Usually, the females lay eggs and the male shed the sperms into the water. The sperms swim to the eggs and fertilize them (external fertilization).

The fertilized eggs 

are abandoned by the parents and most are eaten by predators.

Certain species of Tilapia exhibit some degree of parental care and therefore called mouth brooders.

The male and female dig a shallow pit in the bed of the pond or lake. The female lays eggs and the male sheds sperms over them. 

The male then carries the fertilized eggs in his mouth for about two weeks until they hatch into tiny fish called fry. The fry retreat into the parent mouth when there is danger.
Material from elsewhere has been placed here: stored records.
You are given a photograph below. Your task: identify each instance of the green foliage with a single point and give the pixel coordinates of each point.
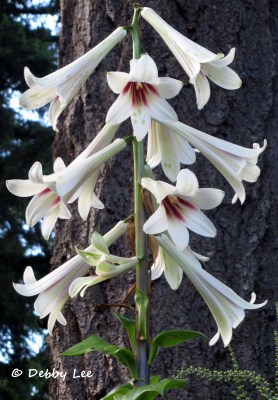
(171, 338)
(119, 392)
(95, 343)
(147, 392)
(130, 328)
(239, 378)
(142, 304)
Structural Adaptations of the Fish

Tilapia fish have developed a range of structural adaptations that allow them to thrive in diverse aquatic environments. These adaptations enhance their survival, feeding efficiency, reproduction, and overall fitness in both natural and controlled habitats. Here are some key structural adaptations of tilapia:

1. Body Shape and Size

• Laterally Compressed Body: Tilapia have a laterally compressed (flattened) body, which reduces water resistance and enhances maneuverability. This body shape is beneficial for navigating through various aquatic environments, including shallow waters and areas with dense vegetation .
• Streamlined Profile: The streamlined body reduces drag, making tilapia efficient swimmers. This adaptation is crucial for escaping predators and foraging for food .

2. Fins

• Dorsal Fins: Tilapia have two dorsal fins—the first dorsal fin has spiny rays that provide protection against predators, while the second dorsal fin is softer and aids in stability during swimming .
• Pectoral and Pelvic Fins: These paired fins help with balance, steering, and braking. They are also used to maintain position in currents and for precise movements in complex environments .
• Anal Fin: Positioned on the underside of the fish, the anal fin assists in stabilization and directional control.
• Caudal Fin (Tail): The caudal fin is typically forked, providing powerful propulsion for swimming. The shape of the caudal fin can vary among species, influencing their swimming speed and maneuverability .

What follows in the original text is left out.